1 No data for device info, invalid argument position
2 Crashes:
Traceback (most recent call last):
File "/home/angela/.local/lib/python3.12/site-packages/frida/core.py", line 549, in _on_message
callback(message, data)
File "/home/angela/Programming/gits/KeyDive/extractor/cdm.py", line 212, in _process_message
self._extract_device_info(data)
File "/home/angela/Programming/gits/KeyDive/extractor/cdm.py", line 238, in _extract_device_info
license_request.ParseFromString(signed_message.msg)
google.protobuf.message.DecodeError: Error parsing message
3 hangs at 'Starting DRM player launch process...
4 hangs at 'Starting DRM player launch process...
5 Hangs complaining 'Failed to intercept the private key'
6 No data for device info, invalid argument position

Answer 3 · 2024-06-01T21:07:25.000Z

the correct value of the argument is therefore 5. to try to make a generic hook (remove the pre-selection of the privatekey function), remove the string value (ocnywnen) from the list of known functions and try again (using arg position with 5):

https://github.com/hyugogirubato/KeyDive/blob/main/extractor/cdm.py#L26

Answer 4 · 2024-06-02T08:04:22.000Z

Nothing was working, so this morning I went back to Ghidra and re-analyzed the widevine lib afresh - but this time ticked every option in the analyse pop up.

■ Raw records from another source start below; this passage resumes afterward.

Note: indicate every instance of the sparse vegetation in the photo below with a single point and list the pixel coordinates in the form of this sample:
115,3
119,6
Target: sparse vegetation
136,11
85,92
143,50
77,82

Running KeyDive again the script produced a private RSA key and dumped keys immediately on running, but it did need option 5, as above.

This time it found very many more function names;

Thank you very much for your help, Kind Sir, and for producing such a wonderful piece of software.

Answer 5 · 2024-06-02T13:43:23.000Z

Yes, the analysis done with Ghidra must be a complete analysis because the binary is stripped, the function names are not visible by default.

I have just made a new update bringing in the latest changes, notably the addition to the known name of your private function as well as the change to the default index for vendor 34.

Thank you for the additional information provided and for the debugging on your part!